Learning The Hard Way
I had a client who consulted with me a few years ago, but then (as many do) decided he would do whatever he could to avoid bankruptcy.
So, he decided to take out a big chunk of his pension/retirement funds to pay some old taxes that were due.
Right after he did that two of his credit card debts sued him, so he contacted me again to file a bankruptcy.
It turns out that several of the tax years that he paid would have been dischargeable in his bankruptcy case (so, there was no need to pay them) and since he took out the large distribution from his pension, that counts as income and since it was received within 6 months prior to when he wanted to file bankruptcy, it triggers a “presumption of abuse” on the means test.
Had he asked me, I would of course have advised him against taking out the money from his retirement/pension.
In short, he may now need to wait 6 months before filing the bankruptcy case until his income average drops and, in the meantime, his lawsuit creditors can obtain judgments, garnish his wages, put a lien against his house, etc.
There are ways to file the bankruptcy case despite the presumption of abuse if necessary, but it requires a skilled hand and probably some battles in the court system, all which could have been avoided had he not taken money from his retirement.

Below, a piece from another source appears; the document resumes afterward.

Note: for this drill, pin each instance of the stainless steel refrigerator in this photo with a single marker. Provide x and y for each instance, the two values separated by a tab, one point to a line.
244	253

Always Consider Bankruptcy First
The moral of the story is that one should always consider bankruptcy among the options for dealing with debt problems.
There may be times when using your retirement funds is the best option, but how would you know without examining other options first?
Have a consultation with an experienced bankruptcy attorney BEFORE you take steps for dealing with your debts such as taking or borrowing money from your retirement.